Le parole scivolano giù nel petto, ingoiate dall'impotenza e la violenza di cui siamo spettatori.
Alcuni criticano, giudicano, certo, come rinunciare ad un abitudine così radicata dentro da essere ormai invisibile.
Perché tutti devono dire la loro, perciò in questi giorni ho ascoltato senza parlare.
Ho ascoltato chi ha detto che in fondo hanno provocato e se la sono cercata, la satira è esagerata e non deve toccare ciò che è sacro per altri.
Mi sfugge però il perché, con lo stesso metro di misura, la vita non sia sacra.

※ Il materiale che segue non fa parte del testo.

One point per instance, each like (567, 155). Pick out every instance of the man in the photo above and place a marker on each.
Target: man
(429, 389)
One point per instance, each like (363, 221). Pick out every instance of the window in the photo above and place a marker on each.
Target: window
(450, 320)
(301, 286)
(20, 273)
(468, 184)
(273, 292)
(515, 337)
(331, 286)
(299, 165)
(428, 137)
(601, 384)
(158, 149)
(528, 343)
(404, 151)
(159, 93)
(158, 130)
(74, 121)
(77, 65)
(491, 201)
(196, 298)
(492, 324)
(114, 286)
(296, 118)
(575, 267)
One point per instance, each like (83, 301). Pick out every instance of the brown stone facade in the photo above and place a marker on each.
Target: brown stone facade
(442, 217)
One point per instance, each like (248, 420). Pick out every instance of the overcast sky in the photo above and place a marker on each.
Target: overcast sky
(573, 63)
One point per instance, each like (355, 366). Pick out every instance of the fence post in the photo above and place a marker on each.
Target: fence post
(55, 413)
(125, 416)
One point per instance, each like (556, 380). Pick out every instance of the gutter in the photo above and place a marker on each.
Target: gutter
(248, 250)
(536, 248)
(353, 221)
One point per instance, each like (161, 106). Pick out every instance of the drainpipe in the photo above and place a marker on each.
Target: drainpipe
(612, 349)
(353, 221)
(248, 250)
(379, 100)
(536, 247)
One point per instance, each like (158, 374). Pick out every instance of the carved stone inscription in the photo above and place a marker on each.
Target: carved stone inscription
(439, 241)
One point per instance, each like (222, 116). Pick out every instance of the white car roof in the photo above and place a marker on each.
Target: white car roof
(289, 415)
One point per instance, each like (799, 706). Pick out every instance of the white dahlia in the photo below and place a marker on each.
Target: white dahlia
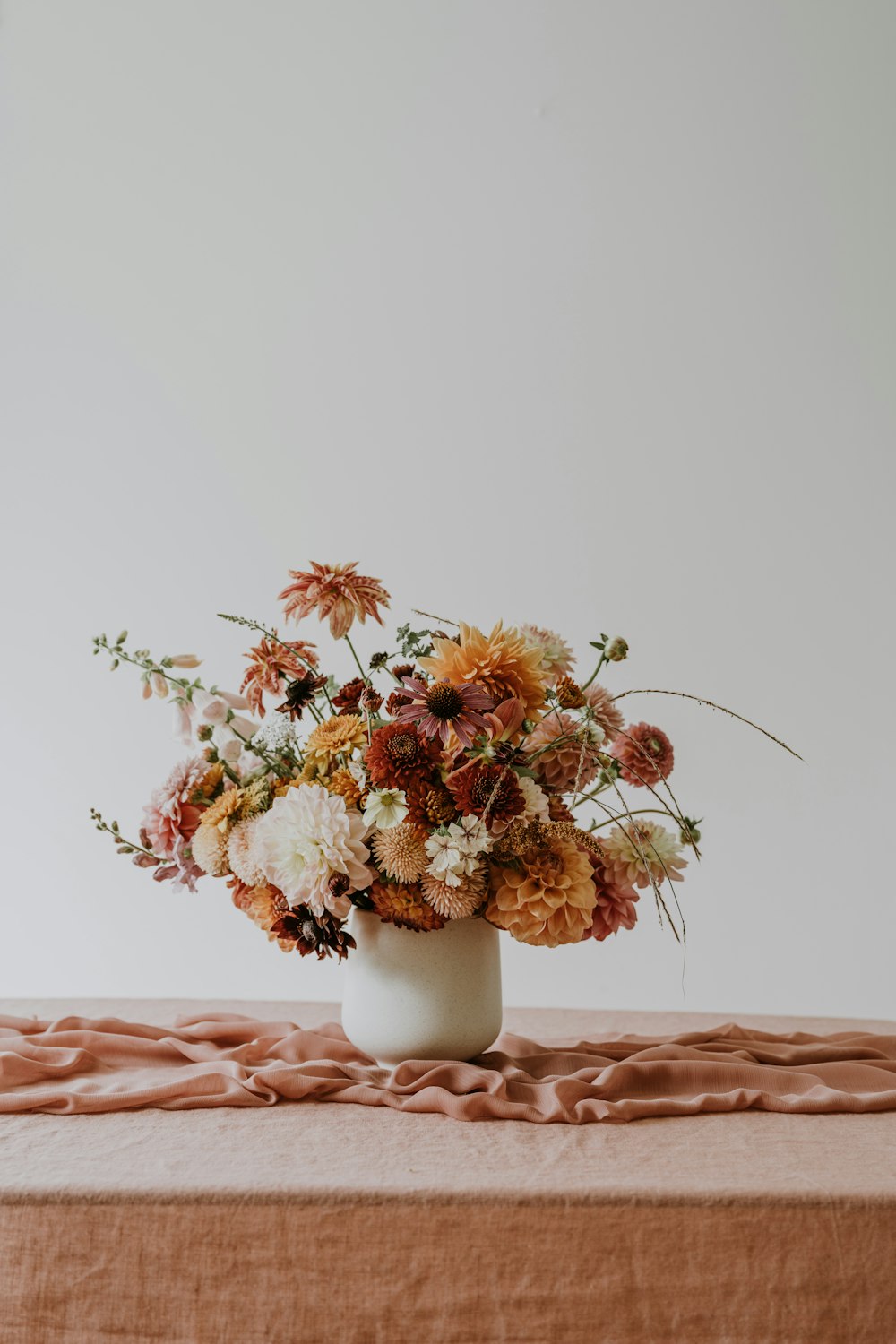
(308, 839)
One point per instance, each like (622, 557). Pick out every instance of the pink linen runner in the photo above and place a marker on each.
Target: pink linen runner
(78, 1064)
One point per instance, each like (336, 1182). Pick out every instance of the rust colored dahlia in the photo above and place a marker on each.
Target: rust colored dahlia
(603, 710)
(562, 753)
(400, 754)
(344, 733)
(547, 898)
(405, 906)
(457, 902)
(493, 789)
(501, 663)
(336, 591)
(643, 753)
(271, 661)
(349, 698)
(400, 851)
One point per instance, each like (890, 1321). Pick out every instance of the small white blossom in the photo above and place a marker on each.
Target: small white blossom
(386, 808)
(279, 734)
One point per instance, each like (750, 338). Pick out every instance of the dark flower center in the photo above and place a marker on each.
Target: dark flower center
(444, 701)
(403, 747)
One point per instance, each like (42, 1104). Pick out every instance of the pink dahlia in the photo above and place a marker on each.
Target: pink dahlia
(616, 908)
(440, 709)
(169, 814)
(643, 753)
(563, 752)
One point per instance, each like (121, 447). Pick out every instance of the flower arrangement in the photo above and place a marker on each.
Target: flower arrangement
(444, 781)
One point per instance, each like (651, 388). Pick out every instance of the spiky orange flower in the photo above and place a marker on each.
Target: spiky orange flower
(405, 906)
(271, 661)
(335, 591)
(501, 661)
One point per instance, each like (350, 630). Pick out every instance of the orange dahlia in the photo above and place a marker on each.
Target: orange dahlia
(335, 591)
(547, 900)
(405, 906)
(503, 663)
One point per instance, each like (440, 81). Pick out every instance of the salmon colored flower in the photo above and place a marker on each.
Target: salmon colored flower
(335, 591)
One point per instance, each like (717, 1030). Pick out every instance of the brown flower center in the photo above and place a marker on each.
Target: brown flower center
(444, 701)
(403, 747)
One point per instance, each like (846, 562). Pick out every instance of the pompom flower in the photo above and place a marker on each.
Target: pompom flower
(403, 905)
(171, 814)
(501, 663)
(556, 656)
(455, 902)
(487, 790)
(384, 808)
(400, 754)
(401, 852)
(344, 733)
(336, 591)
(271, 661)
(547, 900)
(309, 838)
(603, 710)
(643, 753)
(441, 709)
(563, 752)
(634, 851)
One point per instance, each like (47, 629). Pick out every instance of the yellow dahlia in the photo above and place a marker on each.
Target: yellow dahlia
(405, 906)
(547, 900)
(344, 733)
(503, 663)
(401, 852)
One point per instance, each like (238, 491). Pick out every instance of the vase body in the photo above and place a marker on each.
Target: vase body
(411, 995)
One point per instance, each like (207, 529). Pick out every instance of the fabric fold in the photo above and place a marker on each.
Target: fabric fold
(78, 1064)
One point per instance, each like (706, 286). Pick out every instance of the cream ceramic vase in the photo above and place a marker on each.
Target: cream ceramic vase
(414, 995)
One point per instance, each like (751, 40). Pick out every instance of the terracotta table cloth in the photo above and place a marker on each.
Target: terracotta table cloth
(363, 1223)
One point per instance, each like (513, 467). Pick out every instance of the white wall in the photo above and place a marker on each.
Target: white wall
(570, 312)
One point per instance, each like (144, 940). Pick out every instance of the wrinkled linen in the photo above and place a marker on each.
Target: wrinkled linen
(78, 1064)
(365, 1225)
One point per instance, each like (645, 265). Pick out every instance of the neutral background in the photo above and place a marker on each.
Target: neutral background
(573, 312)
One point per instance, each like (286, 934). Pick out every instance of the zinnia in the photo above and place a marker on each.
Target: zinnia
(336, 591)
(643, 753)
(501, 661)
(306, 839)
(547, 900)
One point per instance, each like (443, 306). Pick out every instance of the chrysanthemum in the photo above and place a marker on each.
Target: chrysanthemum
(335, 591)
(455, 902)
(241, 852)
(547, 898)
(403, 905)
(487, 790)
(634, 851)
(603, 710)
(501, 661)
(401, 851)
(169, 814)
(643, 753)
(271, 661)
(557, 658)
(306, 839)
(616, 908)
(564, 752)
(344, 733)
(400, 754)
(441, 709)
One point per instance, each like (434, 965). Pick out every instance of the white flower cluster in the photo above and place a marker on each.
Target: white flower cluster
(277, 734)
(454, 851)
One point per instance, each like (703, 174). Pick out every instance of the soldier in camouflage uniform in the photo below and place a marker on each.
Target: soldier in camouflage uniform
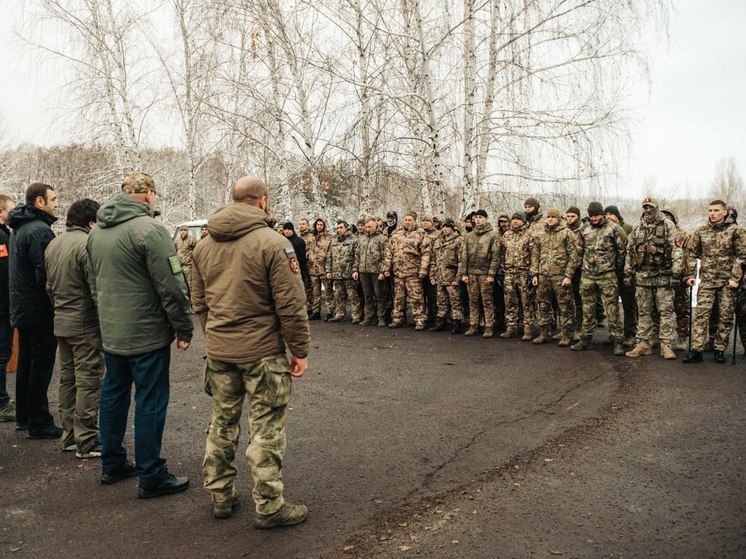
(654, 263)
(680, 290)
(554, 259)
(340, 268)
(408, 261)
(515, 257)
(370, 256)
(305, 233)
(602, 245)
(444, 262)
(317, 268)
(184, 245)
(721, 247)
(478, 264)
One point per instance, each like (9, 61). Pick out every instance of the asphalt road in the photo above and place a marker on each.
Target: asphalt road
(431, 445)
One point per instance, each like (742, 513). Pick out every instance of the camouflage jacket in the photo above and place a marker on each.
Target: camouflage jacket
(721, 249)
(444, 261)
(554, 252)
(652, 254)
(603, 248)
(184, 248)
(371, 253)
(317, 256)
(516, 250)
(407, 253)
(480, 252)
(340, 260)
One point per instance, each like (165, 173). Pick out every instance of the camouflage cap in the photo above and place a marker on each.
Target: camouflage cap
(138, 183)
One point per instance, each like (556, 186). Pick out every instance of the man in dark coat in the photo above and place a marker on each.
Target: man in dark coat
(31, 310)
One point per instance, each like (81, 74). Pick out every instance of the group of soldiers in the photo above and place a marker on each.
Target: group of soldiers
(542, 275)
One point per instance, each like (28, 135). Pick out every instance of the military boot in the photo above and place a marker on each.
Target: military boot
(667, 351)
(581, 345)
(642, 348)
(543, 335)
(565, 338)
(509, 333)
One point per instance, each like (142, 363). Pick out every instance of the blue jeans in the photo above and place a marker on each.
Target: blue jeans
(6, 349)
(149, 373)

Ogni espressione disturba ed offende, pare un autorizzazione implicita per mettere a tacere l'altro, con minacce, punizioni e denunce.
chi sei tu per parlare
stai zitta tu che sei femmina
stai zitto tu che sei frocio
abbassa lo sguardo e copri la tua testa, per non indurre in tentazione.

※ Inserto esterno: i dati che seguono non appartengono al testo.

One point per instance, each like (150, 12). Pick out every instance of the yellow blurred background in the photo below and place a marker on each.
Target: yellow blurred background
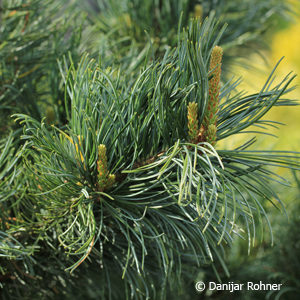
(286, 42)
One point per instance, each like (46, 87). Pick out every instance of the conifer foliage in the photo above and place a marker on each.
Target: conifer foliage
(123, 194)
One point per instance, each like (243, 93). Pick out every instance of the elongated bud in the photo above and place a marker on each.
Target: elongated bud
(210, 117)
(193, 123)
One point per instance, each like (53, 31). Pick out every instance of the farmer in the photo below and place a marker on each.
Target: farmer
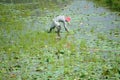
(56, 23)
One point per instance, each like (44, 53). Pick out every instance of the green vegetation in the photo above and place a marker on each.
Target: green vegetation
(28, 52)
(113, 4)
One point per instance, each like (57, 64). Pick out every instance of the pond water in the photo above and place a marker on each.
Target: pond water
(28, 52)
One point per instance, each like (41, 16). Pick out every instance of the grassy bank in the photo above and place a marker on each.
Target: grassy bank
(112, 4)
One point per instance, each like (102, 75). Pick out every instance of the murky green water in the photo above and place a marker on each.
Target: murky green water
(89, 51)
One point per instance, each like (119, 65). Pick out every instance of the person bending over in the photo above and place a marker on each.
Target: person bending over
(56, 23)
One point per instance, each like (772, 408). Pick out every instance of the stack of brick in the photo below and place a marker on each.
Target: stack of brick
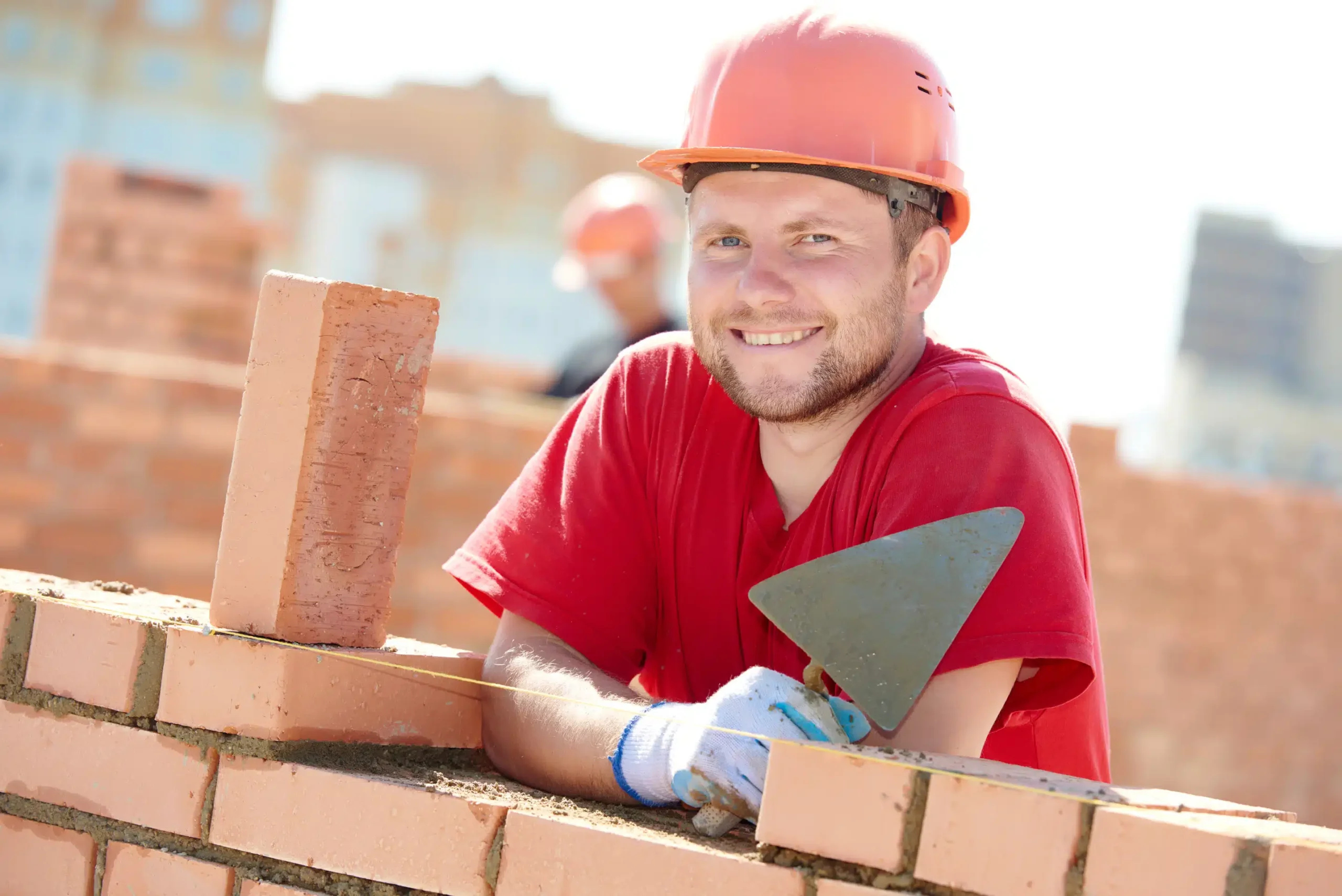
(152, 263)
(145, 755)
(1219, 618)
(114, 465)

non puoi parlare perché non puoi capire
non puoi esprimere dissenso sulla tua bacheca di facebook
non hai i titoli
sei un intellettuale, è reato di opinione
non puoi scrivere, 1000 frustate
Gli esempi continuano, se solo siamo disposti a volerli vedere.

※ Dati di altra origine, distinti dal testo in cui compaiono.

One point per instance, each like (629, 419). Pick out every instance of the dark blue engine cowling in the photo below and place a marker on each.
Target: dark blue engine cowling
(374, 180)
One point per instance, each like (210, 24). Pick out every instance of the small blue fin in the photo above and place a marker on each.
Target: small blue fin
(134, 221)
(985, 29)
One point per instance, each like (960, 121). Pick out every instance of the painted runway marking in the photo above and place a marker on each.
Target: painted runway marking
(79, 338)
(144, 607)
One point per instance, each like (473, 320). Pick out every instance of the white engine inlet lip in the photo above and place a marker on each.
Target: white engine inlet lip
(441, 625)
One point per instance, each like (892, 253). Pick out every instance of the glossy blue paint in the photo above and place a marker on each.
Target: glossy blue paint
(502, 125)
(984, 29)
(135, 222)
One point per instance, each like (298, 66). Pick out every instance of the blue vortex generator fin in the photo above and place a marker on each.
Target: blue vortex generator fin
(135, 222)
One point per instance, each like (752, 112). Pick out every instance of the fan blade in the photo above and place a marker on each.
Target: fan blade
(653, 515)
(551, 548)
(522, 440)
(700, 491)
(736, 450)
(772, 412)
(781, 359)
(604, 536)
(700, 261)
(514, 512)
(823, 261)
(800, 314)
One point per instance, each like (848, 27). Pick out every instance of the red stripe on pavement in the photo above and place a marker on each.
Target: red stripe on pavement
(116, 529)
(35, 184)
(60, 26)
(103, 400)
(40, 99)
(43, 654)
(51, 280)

non puoi guidare, se sei donna o sei omosessuale.
O volete dire che anche loro hanno esagerato e potevano essere un po' meno donne o un po' meno omosessuali.
Sono cresciuta in una città dove la parola d'ordine è silenzio, ma anche quello uccide.
Esprimersi il proprio dissenso si può, senza uccidere per questo, rispondendo con altre matite.
Ho letto questa frase bellissima " repondre par l'arte" rispondere con l'arte.
Lo sento molto, il mio angolo di rifugio è il colore, la mia ammirazione a chi sa disegnare, so bene il tempo che ci vuole per imparare, e costruire, mentre invece pochi istanti per distruggere.
Non sei Charlie, perché non condividi quell'aggressione della satira.
Ma davvero, senza far satira, pensi di essere al sicuro?
E' solo libertà di espressione, o piuttosto di esistere?
Il mio tributo di espressione (in alto) e con una raccolta di tante vignette #jesuischarlie
(per chi dice che non avremmo mai il coraggio di jesuischarlie, io non avrei avuto neanche quello di Falcone e Borsellino, ovvio.) Ma essere Charlie,
Je suis Charlie, je suis juif, je suis flic et je suis musulman
(io sono charlie, sono ebreo, sono un poliziotto, sono un musulmano) è essere testimone, come posso e per quella che sono, vuol dire rendersi conto che ognuno può essere un bersaglio, per qualunque pretesto. Anche senza provocare, anche senza cercarsela.Vuol dire rendere omaggio a chi è caduto sotto quei colpi.
In una redazione, in un mercato, in un villaggio.